Au jour le jour 531

Parfois nous rencontrons des hommes fatigués dès l’aube, que la verticalité ennuie autant que ces allers retours réitérés parmi les leurs, et qui tendent vers un autre lendemain, comme de animaux abasourdis que l’on conduit à l’abattoir. 

La peinture tire sa vanité des prérogatives du sang, des profondeurs grisâtres abattues de faux enchantements, vulgaires hébétudes, et je la regarde comme le déroulement insane de ces chairs que l’obscurité même de saurait recouvrir de ses propre pudeur. 

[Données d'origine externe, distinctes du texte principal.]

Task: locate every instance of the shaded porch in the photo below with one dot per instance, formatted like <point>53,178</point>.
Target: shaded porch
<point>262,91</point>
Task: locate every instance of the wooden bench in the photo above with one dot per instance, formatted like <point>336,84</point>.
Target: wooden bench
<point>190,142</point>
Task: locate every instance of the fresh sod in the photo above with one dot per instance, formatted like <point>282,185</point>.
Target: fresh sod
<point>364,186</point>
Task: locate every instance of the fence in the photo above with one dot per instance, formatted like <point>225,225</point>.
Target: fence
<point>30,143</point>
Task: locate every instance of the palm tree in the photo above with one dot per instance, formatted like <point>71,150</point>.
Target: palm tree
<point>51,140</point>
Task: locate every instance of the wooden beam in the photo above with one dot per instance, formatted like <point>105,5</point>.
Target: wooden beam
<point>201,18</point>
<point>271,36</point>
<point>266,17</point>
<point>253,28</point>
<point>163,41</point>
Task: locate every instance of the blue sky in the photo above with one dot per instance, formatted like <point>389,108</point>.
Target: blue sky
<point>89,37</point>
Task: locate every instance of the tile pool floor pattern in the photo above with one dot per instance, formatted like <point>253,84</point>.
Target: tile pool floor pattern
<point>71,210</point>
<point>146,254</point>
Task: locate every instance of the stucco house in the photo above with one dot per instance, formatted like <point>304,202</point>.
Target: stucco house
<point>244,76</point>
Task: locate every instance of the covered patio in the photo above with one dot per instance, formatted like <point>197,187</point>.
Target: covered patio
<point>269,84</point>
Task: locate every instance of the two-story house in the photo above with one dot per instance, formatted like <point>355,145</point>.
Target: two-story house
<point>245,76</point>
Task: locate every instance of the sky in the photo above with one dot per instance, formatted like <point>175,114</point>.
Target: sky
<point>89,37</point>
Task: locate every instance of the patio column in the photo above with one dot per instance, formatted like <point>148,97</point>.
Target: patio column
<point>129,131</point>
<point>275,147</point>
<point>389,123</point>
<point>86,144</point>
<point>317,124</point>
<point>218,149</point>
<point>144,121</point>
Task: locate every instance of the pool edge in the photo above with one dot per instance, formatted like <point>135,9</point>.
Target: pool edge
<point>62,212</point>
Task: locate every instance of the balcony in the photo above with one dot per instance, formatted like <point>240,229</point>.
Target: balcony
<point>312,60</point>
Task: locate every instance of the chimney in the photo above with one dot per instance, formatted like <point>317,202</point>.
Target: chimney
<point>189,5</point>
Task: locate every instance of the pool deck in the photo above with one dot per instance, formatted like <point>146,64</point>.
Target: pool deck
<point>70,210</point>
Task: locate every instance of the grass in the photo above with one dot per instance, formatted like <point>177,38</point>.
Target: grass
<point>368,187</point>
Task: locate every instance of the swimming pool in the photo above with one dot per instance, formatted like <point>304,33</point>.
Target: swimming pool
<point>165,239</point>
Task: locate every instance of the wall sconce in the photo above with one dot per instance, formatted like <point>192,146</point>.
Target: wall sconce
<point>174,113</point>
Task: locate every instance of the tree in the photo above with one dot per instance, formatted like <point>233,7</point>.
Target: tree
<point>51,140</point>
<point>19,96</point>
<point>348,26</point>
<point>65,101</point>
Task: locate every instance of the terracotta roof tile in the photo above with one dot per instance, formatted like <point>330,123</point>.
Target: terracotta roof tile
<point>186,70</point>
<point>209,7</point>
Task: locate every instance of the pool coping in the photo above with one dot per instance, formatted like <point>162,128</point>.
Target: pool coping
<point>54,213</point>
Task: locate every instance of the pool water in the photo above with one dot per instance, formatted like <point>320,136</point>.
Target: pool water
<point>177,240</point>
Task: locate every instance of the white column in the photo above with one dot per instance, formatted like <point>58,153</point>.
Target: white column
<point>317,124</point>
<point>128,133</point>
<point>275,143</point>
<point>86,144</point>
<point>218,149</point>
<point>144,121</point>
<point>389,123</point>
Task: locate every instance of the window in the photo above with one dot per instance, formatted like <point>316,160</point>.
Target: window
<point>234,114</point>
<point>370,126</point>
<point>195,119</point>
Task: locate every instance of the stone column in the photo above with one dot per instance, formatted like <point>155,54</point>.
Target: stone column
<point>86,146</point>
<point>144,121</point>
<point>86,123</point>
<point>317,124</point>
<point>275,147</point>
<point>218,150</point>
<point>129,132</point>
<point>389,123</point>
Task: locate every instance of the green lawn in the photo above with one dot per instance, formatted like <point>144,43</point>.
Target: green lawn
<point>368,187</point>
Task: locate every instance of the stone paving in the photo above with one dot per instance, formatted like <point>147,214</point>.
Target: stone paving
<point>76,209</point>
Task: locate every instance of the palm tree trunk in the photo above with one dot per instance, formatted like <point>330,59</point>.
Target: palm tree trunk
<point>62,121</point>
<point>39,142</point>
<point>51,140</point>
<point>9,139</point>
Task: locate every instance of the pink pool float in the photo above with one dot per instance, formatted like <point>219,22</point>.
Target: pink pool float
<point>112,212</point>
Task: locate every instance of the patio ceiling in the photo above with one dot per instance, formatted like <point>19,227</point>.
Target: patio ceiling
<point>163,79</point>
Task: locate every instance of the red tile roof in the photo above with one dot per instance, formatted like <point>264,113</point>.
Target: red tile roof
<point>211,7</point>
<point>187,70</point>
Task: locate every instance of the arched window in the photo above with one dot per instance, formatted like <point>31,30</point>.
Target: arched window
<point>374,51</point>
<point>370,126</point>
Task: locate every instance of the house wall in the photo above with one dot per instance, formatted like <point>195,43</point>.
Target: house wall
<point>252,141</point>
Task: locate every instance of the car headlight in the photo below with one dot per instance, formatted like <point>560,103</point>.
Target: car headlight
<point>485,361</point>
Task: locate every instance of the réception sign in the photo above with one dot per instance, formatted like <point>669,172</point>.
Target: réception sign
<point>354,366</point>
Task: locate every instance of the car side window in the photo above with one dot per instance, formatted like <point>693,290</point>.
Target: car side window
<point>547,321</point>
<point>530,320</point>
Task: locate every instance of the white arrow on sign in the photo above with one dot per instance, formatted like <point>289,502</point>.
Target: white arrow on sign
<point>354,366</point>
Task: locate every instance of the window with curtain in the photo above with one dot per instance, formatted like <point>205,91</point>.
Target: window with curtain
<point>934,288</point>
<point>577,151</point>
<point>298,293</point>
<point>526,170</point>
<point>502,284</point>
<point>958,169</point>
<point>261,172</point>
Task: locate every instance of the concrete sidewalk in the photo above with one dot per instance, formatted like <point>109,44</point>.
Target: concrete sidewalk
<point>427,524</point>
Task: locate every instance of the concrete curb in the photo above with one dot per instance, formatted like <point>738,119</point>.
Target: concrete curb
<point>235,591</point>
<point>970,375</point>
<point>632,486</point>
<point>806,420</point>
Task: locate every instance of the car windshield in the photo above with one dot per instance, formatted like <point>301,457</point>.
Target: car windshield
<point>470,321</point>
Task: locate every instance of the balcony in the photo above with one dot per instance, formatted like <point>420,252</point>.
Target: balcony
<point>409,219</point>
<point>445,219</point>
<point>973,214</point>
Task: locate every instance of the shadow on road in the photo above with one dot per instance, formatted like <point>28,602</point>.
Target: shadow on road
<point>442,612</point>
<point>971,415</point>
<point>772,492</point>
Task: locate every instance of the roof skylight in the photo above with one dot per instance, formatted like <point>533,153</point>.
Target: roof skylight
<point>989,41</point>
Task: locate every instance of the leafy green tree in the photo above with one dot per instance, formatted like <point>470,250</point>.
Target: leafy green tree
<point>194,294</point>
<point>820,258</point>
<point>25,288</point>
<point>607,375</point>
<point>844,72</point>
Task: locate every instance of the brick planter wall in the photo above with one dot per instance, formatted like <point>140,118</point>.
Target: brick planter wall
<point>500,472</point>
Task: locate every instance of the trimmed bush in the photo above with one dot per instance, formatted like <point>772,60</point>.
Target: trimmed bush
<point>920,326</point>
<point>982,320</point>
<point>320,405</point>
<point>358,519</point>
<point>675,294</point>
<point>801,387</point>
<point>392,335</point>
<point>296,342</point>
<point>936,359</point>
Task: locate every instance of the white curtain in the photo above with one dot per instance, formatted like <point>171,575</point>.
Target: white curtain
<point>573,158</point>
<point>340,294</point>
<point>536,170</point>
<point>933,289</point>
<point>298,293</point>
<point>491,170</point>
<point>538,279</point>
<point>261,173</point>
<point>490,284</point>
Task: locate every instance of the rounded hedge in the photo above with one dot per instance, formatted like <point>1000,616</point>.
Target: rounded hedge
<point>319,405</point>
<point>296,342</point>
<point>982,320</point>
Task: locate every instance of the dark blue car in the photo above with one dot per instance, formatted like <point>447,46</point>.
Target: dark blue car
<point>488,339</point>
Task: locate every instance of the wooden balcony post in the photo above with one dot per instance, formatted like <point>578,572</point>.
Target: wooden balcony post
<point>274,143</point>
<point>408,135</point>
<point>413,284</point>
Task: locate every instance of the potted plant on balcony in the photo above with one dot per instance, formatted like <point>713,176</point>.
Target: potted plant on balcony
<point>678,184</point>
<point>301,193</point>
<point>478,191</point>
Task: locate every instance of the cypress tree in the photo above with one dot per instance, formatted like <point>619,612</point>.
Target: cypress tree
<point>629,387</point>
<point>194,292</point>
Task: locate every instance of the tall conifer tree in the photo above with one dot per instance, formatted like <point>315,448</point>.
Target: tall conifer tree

Le temps m’est organique, il déborde de mes vaisseaux comme un surplus de tentations, et plus je vois en l’avenir de nouvelles saisons, plus sa charge me confère des allures de portefaix affaibli par des années sans conscience et sans leurres. 

Hypertrophié par de la fatigue, celle de n’avoir su trouver Dieu, je suis dans les dispositions d’un homme intemporel qui prête l’oreille aux morts. 


Tout ce qui me pèse a été dans mon incuriosité, et s’est cristallisé sur les cadavres bleuis de ceux qui ont eu toutes les bonnes occasions.

 La musique fait entrer en elle d’ascendantes divinités qui s’élèvent dans les dièses et s’absolvent dans les soupirs.

La pratique de la vie est une pratique obscure, quand elle s’éclaircit, c’est dans la peur ou dans l’ennui, tous deux architectures d’un corps qui cherche à s’en dégager pour rejoindre l’esprit.


Tous les gaspillages du corps, gaspillages qui vont de la respiration aux douloureuses inerties de la parole et du sang, sont en nous pour prendre une autre voie que celle où s’est dissipée notre plus grande part de nuit.


Je ne me consolerai jamais d’avoir cru possible un entretien avec les hommes, je compte bien en rester là.


Faut-il se surmener dans l’impossible terreur d’exister ?


Tout est terreur, et exister, terreur rythmée parles non sens du décor où elle s’anime.